The Phantom Streetcars

The Phantom Streetcars

Oregon Historical Society, OrHi 101742

Here is what collectors call a RPPC–a “real photo postcard”–depicting a street scene in Stanford, Montana, postmarked June 9, 1913. It looks a little funny, doesn’t it? The streetcar seems to be kind of disproportionally large, and the trolley pole appears to be drawn in with heavy ink.

Yes, the postcard is a real photograph of the main street of Stanford, and that is a real photograph of a streetcar–but the streetcar photo has been carefully cut and pasted onto the street scene. The penciled scrawl says, “Not yet but soon.”This is a booster postcard, promoting the future metropolis of Stanford, so up-to-the-minute that it has streetcars. In 1910 the growing Stanford district had a population of 1,176; but prosperity did not continue, and the town’s population today is less than 800. It never had a streetcar.

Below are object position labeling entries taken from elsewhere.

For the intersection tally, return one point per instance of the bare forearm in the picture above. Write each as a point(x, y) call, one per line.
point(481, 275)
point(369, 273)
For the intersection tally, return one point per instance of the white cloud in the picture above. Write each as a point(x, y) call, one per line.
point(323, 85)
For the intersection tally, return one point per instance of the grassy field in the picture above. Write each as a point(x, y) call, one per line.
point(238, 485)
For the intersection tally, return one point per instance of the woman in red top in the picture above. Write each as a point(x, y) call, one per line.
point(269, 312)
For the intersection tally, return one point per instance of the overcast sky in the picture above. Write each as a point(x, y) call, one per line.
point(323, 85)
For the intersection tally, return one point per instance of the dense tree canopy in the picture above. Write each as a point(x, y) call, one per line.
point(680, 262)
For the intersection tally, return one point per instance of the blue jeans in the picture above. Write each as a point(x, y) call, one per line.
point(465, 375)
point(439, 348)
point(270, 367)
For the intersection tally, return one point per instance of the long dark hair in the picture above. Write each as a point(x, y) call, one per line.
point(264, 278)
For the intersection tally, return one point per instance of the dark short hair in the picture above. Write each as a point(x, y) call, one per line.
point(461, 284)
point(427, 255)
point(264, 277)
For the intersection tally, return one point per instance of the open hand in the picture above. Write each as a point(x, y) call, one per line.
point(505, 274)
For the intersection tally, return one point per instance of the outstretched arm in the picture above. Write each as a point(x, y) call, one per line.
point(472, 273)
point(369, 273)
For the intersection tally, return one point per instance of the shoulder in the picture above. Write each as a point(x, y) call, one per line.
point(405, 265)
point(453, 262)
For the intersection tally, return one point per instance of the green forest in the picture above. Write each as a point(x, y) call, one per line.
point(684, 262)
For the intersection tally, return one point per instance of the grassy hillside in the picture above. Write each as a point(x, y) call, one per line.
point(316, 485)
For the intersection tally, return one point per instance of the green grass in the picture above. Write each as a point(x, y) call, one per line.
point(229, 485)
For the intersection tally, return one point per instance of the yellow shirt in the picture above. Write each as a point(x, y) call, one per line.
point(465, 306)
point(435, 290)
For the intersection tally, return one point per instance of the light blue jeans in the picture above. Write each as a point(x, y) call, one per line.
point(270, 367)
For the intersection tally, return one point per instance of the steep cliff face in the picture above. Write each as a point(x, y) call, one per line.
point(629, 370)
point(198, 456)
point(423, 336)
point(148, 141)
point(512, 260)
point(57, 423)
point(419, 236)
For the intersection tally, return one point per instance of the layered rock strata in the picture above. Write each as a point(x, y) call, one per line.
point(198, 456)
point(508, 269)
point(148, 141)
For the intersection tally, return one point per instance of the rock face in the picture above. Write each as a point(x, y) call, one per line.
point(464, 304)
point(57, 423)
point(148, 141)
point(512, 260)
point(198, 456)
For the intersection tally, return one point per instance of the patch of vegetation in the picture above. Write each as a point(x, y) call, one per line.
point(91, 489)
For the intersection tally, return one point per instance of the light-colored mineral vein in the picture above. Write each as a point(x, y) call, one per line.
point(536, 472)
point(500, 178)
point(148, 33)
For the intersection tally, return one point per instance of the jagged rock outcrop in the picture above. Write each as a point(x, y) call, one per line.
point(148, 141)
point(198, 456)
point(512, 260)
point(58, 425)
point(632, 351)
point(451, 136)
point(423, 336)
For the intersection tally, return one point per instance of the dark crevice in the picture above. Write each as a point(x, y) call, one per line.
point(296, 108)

I recently ran across another RPPC with a faux streetcar on eBay. This image is of Jordan Valley, Oregon; “all cars stop” = all streetcars stop. This card is most likely a novelty item, for the remote sheep ranching trade town of Jordan Valley never had a reason to aspire to the status of Stanford, which is a county seat town on a mainline railroad line in a prosperous farming area. In the 1920 census, Jordan Valley had a population of 355, and like Stanford it has seen a decline since then, to about 230 people today.

There was a brief period from about 1905 to 1920 when streetcars represented the acme of metropolitanism, and postcards were the modern way to send a quick note–they were the Tweets of their day. If your town lacked a streetcar, you could still hope one might arrive, or you could admit to living in a small place and make a joke of it. In any case, it pays to advertise.